Debt Ceiling Debacle
To be completely honest, this is not what I wanted to discuss in this month’s blog, but it feels like the elephant in the room, so here we go! I will make it short and sweet, I promise. I will also strive to keep politics out of it, although I can be an equal political party basher. As of this writing, the new deadline to raise the debt ceiling is June 5th (originally June 1st).
A Brief History
Raising or suspending the debt ceiling becomes necessary when the government needs to borrow money to pay its debts. While this was not much of a problem during the first 90 years of its existence, over the last decade or so, Congress has gone on a spending spree, making it a contentious topic every year it seems.

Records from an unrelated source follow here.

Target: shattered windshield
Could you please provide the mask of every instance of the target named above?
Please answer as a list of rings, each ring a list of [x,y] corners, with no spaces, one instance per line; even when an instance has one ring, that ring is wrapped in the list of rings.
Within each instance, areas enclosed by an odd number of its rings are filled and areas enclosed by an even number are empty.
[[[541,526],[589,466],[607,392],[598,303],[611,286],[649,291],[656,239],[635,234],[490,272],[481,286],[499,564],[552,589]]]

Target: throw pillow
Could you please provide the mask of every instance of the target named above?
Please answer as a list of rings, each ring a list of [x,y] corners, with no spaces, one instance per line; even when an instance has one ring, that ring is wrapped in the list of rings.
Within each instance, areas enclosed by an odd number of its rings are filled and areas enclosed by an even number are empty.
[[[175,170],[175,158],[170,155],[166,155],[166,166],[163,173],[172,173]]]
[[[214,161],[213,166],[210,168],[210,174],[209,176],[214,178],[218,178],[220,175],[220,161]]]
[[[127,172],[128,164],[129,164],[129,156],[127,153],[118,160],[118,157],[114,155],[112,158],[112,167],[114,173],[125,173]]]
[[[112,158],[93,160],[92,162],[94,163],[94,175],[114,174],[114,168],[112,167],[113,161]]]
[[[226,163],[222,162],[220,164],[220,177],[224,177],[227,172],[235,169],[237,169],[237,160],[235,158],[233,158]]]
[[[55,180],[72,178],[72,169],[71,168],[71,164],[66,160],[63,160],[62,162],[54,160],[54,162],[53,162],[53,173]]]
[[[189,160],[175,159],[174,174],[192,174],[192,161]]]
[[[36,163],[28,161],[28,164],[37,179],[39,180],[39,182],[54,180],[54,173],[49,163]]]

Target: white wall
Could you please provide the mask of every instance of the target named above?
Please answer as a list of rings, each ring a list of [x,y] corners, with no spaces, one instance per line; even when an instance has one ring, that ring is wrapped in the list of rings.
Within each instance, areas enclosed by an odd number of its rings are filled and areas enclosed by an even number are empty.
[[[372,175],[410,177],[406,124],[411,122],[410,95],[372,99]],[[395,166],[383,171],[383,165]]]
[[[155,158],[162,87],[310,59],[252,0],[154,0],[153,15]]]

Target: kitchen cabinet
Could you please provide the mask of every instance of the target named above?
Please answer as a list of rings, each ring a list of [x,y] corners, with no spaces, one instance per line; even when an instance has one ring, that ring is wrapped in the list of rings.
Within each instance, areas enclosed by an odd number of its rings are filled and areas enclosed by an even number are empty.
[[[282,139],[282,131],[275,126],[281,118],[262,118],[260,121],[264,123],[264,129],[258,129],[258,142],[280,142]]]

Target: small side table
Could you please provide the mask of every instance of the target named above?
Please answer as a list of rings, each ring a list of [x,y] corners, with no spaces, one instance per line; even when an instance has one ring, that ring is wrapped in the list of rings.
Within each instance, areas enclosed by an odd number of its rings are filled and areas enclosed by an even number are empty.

Since 2009, the U.S. debt has nearly tripled. Voting on raising the debt limit is a way for Congress to keep their spending in check. When there is disagreement among political parties, rumors of a global economic meltdown start filling the media. In all instances so far, a deal was eventually reached; many times, in the eleventh hour. In a few cases, the government shut down. The most recent was for 35 days in 2018 (longest in history).

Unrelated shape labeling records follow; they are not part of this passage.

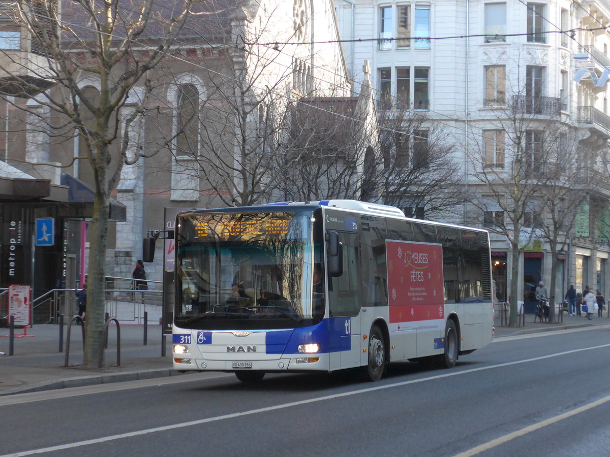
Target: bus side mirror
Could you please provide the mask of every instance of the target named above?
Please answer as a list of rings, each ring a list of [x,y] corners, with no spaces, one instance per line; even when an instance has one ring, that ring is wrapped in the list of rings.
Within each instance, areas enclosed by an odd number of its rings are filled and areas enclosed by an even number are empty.
[[[343,274],[343,243],[339,233],[329,230],[326,233],[326,250],[328,254],[328,274],[337,277]]]

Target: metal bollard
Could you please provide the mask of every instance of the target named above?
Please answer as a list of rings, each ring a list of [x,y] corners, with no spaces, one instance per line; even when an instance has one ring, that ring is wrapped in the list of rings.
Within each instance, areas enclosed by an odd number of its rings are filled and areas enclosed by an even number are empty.
[[[144,345],[146,345],[148,337],[148,313],[144,311]]]
[[[59,315],[59,352],[63,352],[63,314]]]
[[[15,316],[11,314],[9,316],[9,355],[13,355],[13,348],[15,346]]]

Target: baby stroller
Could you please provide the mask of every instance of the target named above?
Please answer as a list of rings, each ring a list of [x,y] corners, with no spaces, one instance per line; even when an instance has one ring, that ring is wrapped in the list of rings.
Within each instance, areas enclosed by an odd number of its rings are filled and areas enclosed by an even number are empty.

Is it different this time? Republicans and Democrats are not on the same page, but that is certainly nothing new. Most experts believe a deal will be reached in time. However, the U.S. credit rating is on watch… yet again.
What Should You Do?
Turn off the news. I’m only partly kidding, however, the real question is, what should you do with your investments if there is a market crash or a recession? My general guidance has always been that investing comes with risk and you should invest based on your timeframe, tolerance for risk, and your goals, not politics or socioeconomic events.

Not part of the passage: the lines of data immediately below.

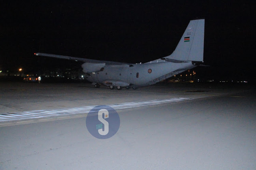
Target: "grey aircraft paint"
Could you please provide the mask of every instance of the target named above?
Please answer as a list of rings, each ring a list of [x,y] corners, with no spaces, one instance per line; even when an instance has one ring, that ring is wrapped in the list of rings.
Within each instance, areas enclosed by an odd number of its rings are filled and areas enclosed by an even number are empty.
[[[170,55],[144,64],[99,61],[35,53],[37,55],[80,61],[86,78],[95,87],[132,87],[149,86],[199,65],[203,62],[204,19],[190,21],[175,50]]]

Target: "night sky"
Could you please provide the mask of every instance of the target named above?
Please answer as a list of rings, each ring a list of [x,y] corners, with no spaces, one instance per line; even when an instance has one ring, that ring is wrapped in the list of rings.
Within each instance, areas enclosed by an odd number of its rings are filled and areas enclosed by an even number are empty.
[[[0,12],[0,68],[31,71],[75,62],[38,52],[143,63],[171,54],[189,20],[203,18],[204,60],[211,67],[198,74],[254,81],[253,1],[6,1]]]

In addition, these are events in time that may or may not cause a catastrophe. If they do and you time it correctly by going to cash at the right time (e.g., account does not go down in value), chances are you will not know the right time to get back in, thus losing a potential big market uptick. In the event of a recession and as a general rule, it’s always a good idea to have a healthy savings account and some cash on hand to avoid borrowing or overusing credit in tough times.
It is natural to be worried. The media is great at keeping us on edge, especially with things that are seemingly out of our control. The good news is, if you are invested for the long-term and contributing to your investments regularly, if there is a market drop, you are buying at a discount.
Full disclosure: I do not know what will happen, but I am not making any changes to my portfolio. These events will continue to occur, so it will be important to either “ignore the hype”, re-evaluate your investment philosophy, or talk with a trusted financial advisor about your concerns. God bless America.